成行注文のデメリットは、注文した時にはいくらで売買が成立するか分からないことです。

価格変動が激しい銘柄を成り行き取引で売買すると、予想外の株価で取引成立することもあるので注意が必要です。

逆指値注文とは

逆指値注文とは、指定した株価以下になれば売る、指定した株価以上になれば買うという注文方法です。

通常の指値注文とは反対の条件を指定するため、逆指値注文と呼ばれます。

逆指値注文を使うことで、相場の値動きに合わせた自動的な売買が可能になります。

逆指値注文の使い方

ストップロス

「○円以下になれば売り」という逆指値注文をあらかじめ出すことで、損失を最小限に抑える方法です。

株価は常に変動しますが、常に株価の動きをチェックできない人も多くいます。

株価の変動幅が小さいからと安心していると、しばらく見ない間に株価が暴落し、大きな損失を抱えてしまうことも考えられます。

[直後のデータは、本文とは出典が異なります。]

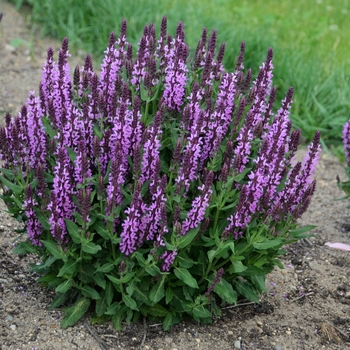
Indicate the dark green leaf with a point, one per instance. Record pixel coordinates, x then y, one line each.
199 312
107 267
185 261
53 249
43 219
259 282
91 248
225 291
157 310
69 268
75 312
130 302
109 293
152 270
237 266
14 188
73 231
183 275
168 295
168 321
63 287
157 291
113 309
24 248
246 290
90 293
299 232
127 277
100 280
117 320
8 173
184 241
268 244
59 300
141 295
101 230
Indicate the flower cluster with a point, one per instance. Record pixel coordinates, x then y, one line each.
162 162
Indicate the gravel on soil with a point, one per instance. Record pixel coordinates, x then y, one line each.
307 305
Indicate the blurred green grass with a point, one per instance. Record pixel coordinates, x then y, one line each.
310 39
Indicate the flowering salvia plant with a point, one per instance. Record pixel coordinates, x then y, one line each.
163 187
345 186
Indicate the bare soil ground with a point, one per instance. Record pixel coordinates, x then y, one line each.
307 305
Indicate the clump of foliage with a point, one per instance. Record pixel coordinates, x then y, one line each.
161 188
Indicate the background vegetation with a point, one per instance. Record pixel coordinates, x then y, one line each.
309 38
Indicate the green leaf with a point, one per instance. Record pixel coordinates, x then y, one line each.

そんなときに備えて逆指値注文で売る条件を指定しておけば、株価が指定した額まで値下がりすると自動的に売り注文を出してくれるため、損失を抑えることができるのです。

利益確定売り

株価が上昇しているときに、「○円以下になれば売り」という逆指値注文を出すことで、利益を確実に確保する方法です。

持ち株が値上がりすると、「まだ上がる」という思いから売り時を見失う人が多くいます。

株価はどこまで値上がりするかわかりませんが、いつ急落するかも分からないのです。

利益確定売りの逆指値注文を指定しておけば、株価が急に下がったとしても、利益を残せるラインで株を売ることができます。

上昇買い

ボックス相場などで株価が横這いになり、

「○円を超えれば上昇に転じるだろう」というとき、「○円以上になれば買い」という逆指値注文を出して乗り遅れを防ぐ方法。

株価のトレンドが変わって上昇したとき、買うタイミングが遅れると高値づかみになることがありますが、

上昇買いの逆指値を指定しておけば株価が高くなりすぎる前に購入することができます。